Step 1
Given set of Equations:
\[\left\{ \begin{array}{l}{x_1} + 5{x_2} = 7\\ - 2{x_1} - 7{x_2} = - 5\end{array} \right.\]We have to Solve the system of equations given above by using elementary row operations on the equations or on the augmented matrix. We will prefer the augmented matrix method.

Step 2
Convert the given system of Equations into augmented matrix form . \[\begin{array}{l}\left[ {\begin{array}{*{20}{c}}1&5\\{ - 2}&{ - 7}\end{array}} \right]\left[ {\begin{array}{*{20}{c}}{{x_1}}\\{{x_2}}\end{array}} \right] = \left[ {\begin{array}{*{20}{c}}7\\{ - 5}\end{array}} \right]\\\\A = \left[ {\begin{array}{*{20}{c}}1&5&7\\{ - 2}&{ - 7}&{ - 5}\end{array}} \right]\end{array}\]

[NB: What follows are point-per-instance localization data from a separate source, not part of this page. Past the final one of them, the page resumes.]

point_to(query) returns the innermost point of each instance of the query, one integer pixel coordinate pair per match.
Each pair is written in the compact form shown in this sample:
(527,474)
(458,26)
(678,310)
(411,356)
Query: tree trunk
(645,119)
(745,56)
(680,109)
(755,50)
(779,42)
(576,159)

Step 3: ${R_2} = {R_2} + 2{R_1}$
\[\begin{array}{l}A = \left[ {\begin{array}{*{20}{c}}1&5&7\\{ - 2}&{ - 7}&{ - 5}\end{array}} \right]\\\\ = \left[ {\begin{array}{*{20}{c}}1&5&7\\{ - 2 + 2\left( 1 \right)}&{ - 7 + 2\left( 5 \right)}&{ - 5 + 2\left( 7 \right)}\end{array}} \right]\\\\ = \left[ {\begin{array}{*{20}{c}}1&5&7\\0&3&9\end{array}} \right]\end{array}\]

Step 4: ${R_2} = {R_2}/3 $
\[\begin{array}{l}A = \left[ {\begin{array}{*{20}{c}}1&5&7\\0&3&9\end{array}} \right]\\\\ = \left[ {\begin{array}{*{20}{c}}1&5&7\\0&{3/3}&{9/3}\end{array}} \right]\\\\ = \left[ {\begin{array}{*{20}{c}}1&5&7\\0&1&3\end{array}} \right]\end{array}\]

Step 5: Write the reduced form in system of equations
\[\begin{array}{l}A = \left[ {\begin{array}{*{20}{c}}1&5&7\\0&1&3\end{array}} \right]\\\\\left[ {\begin{array}{*{20}{c}}1&5\\0&1\end{array}} \right]\left[ {\begin{array}{*{20}{c}}{{x_1}}\\{{x_2}}\end{array}} \right] = \left[ {\begin{array}{*{20}{c}}7\\3\end{array}} \right]\\\\\left\{ \begin{array}{l}{x_1} + 5{x_2} = 7\\{x_2} = 3\end{array} \right.\end{array}\]

Step 6
From the last row, we have\[{x_2} = 3\]Now put the value of $x_3$ in first row
\[\begin{array}{l}{x_1} + 5{x_2} = 7\\{x_1} + 5\left( 3 \right) = 7\\{x_1} = 7 - 15\\{x_1} = - 8\end{array}\]

Step 4: ANSWERS
\[\left[ \begin{array}{l}{x_1} = - 8\\{x_2} = 3\end{array} \right]\]